As you said you could simplify greatly the problem by classifying Course Material and Not Course Material. For that I will look towards BoW because some words are more present than others in papers or course material (everything remotely technical). The number of words as well as the overall size of the file seem like sensible things to extract. The structure is often also particular : it might be a good idea to extract such things : "number of lines with less than x words", "number of lines per page", "number of pictures" (if that's something you can extract from the file), ...
For pictures the major thing to check would be if this a scan of something (often they will scan and print course related things I guess), for that the format of the image is already a good indication but I don't see other things that would be particularly "course related".
So for me, if you can't really define precisely one of your two classes don't go with classification or reduce the problem to something you can really define (course related things).

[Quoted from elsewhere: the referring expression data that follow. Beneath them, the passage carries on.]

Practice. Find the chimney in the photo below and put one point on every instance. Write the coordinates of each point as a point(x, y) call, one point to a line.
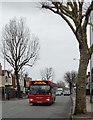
point(0, 69)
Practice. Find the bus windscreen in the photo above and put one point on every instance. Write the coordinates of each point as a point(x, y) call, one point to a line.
point(39, 90)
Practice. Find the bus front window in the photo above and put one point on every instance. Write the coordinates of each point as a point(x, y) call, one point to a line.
point(39, 89)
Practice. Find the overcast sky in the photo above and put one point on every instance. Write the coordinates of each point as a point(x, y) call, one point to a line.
point(58, 44)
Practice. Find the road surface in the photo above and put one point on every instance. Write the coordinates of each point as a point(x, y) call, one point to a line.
point(21, 109)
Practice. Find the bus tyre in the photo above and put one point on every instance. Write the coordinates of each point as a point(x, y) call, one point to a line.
point(31, 104)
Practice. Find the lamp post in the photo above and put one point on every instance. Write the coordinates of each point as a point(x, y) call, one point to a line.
point(4, 70)
point(90, 65)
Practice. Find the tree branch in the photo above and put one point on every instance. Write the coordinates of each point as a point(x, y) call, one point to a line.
point(90, 8)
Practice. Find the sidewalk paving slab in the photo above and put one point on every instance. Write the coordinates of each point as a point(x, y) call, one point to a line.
point(89, 107)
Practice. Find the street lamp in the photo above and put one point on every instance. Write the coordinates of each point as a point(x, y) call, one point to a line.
point(90, 66)
point(4, 68)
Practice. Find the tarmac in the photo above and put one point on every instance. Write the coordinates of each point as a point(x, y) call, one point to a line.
point(89, 108)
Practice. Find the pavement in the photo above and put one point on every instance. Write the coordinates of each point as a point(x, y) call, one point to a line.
point(89, 107)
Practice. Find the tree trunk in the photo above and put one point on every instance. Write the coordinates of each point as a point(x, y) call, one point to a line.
point(70, 85)
point(80, 107)
point(18, 86)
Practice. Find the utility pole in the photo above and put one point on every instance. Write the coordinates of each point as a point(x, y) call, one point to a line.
point(90, 62)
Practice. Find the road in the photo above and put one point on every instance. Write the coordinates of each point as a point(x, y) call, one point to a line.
point(21, 109)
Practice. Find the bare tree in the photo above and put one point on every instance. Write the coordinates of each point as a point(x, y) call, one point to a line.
point(18, 47)
point(70, 78)
point(77, 18)
point(47, 74)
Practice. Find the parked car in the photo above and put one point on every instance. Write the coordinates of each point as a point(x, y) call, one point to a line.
point(66, 92)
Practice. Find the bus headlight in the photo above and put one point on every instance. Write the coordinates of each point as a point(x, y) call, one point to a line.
point(48, 99)
point(31, 99)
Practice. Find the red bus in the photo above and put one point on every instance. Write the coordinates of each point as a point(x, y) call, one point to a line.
point(42, 92)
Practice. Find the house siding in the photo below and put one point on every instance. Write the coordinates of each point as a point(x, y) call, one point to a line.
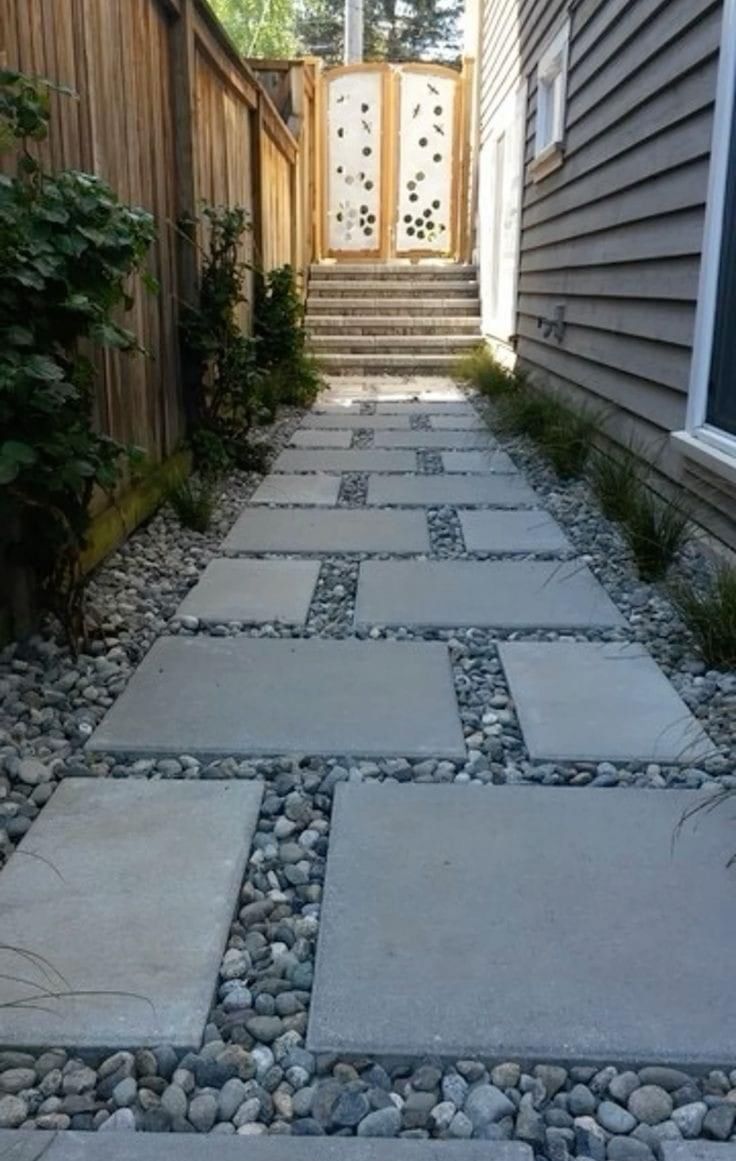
point(614, 236)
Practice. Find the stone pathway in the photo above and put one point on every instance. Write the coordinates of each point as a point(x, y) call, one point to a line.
point(394, 605)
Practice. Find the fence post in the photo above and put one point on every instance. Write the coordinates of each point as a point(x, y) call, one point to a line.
point(184, 92)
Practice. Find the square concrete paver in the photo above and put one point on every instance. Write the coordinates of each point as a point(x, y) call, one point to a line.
point(529, 531)
point(255, 591)
point(432, 490)
point(526, 923)
point(123, 886)
point(318, 437)
point(478, 461)
point(350, 420)
point(431, 441)
point(511, 595)
point(327, 531)
point(83, 1146)
point(594, 702)
point(247, 696)
point(296, 459)
point(283, 489)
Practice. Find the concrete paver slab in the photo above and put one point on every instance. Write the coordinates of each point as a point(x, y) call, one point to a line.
point(247, 696)
point(570, 925)
point(594, 702)
point(510, 595)
point(350, 420)
point(434, 440)
point(284, 489)
point(493, 460)
point(74, 1146)
point(433, 490)
point(529, 531)
point(257, 591)
point(319, 437)
point(295, 459)
point(130, 888)
point(327, 531)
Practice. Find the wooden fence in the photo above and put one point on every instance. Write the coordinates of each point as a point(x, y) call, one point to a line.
point(171, 115)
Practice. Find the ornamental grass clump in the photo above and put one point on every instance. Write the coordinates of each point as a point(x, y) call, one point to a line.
point(656, 531)
point(711, 615)
point(480, 369)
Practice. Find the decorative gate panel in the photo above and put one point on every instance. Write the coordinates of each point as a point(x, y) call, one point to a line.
point(426, 170)
point(391, 167)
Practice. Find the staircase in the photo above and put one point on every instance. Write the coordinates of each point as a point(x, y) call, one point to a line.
point(391, 319)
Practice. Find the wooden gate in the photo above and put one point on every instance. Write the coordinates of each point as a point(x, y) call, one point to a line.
point(392, 161)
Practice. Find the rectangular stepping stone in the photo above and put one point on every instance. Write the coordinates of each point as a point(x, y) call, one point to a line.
point(247, 696)
point(599, 702)
point(257, 591)
point(127, 892)
point(431, 490)
point(433, 440)
point(478, 461)
point(352, 422)
point(457, 423)
point(80, 1146)
point(511, 595)
point(529, 531)
point(526, 923)
point(295, 459)
point(284, 489)
point(331, 531)
point(317, 437)
point(426, 406)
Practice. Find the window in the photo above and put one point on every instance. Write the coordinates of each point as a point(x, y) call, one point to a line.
point(711, 425)
point(552, 86)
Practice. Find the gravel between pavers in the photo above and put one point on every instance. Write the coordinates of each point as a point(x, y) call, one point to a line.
point(253, 1074)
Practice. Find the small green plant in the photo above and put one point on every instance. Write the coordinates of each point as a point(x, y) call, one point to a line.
point(193, 499)
point(67, 251)
point(617, 481)
point(291, 374)
point(711, 615)
point(656, 531)
point(480, 369)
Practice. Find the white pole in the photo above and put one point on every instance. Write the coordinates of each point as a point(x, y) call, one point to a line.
point(353, 31)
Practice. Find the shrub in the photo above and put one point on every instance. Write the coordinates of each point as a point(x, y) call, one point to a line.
point(711, 615)
point(483, 372)
point(279, 326)
point(656, 531)
point(193, 499)
point(617, 481)
point(67, 250)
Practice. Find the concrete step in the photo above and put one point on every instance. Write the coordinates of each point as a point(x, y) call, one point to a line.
point(20, 1145)
point(356, 271)
point(327, 325)
point(377, 305)
point(396, 288)
point(395, 344)
point(388, 365)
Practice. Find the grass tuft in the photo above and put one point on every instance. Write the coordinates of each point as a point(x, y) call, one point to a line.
point(656, 532)
point(194, 500)
point(711, 615)
point(617, 481)
point(482, 370)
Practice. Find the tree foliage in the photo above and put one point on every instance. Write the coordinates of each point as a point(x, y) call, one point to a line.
point(259, 28)
point(394, 29)
point(67, 249)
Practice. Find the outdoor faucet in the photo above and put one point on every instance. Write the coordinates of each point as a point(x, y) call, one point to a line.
point(554, 326)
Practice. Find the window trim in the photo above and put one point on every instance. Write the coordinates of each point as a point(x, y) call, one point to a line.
point(711, 439)
point(553, 64)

If you are able to compile a "black list" of documents students are not allowed to print, you can then implement a several layers rejection mechanism.
I would suggest these 3 levels:
compare the md5 of the file they want to print with a database of all the md5 of the black-listed documents.
if the 1) is passed, compare repeat 1) but at a page level, rather than at document level (perhaps they want to print just few pages rather than the entire document).
if 2) is passed you can compare the page they want to print with the pages of the black-listed documents document using an image similarity method, like SSIM. if you get a high score between the page they want print and one of the black-listed items do not print, and update your md5 database accordingly.
if 3) is passed: print!
A few words about SSIM: this method is quite robust to noise, so even a smart student who added some sort of niose to the image will be caught
you have to find a proper way to extract a region of interest (ROI) from the page and the db of documents (if the two ROIs are in two different area of the page, SSIM will be negative)
SSIM might be slow! definitely a C implementation is needed here.
I think SSIM is not rotational invariant, hence the check will fail if they print the page upside down (unless you have a smart way to rotate the page).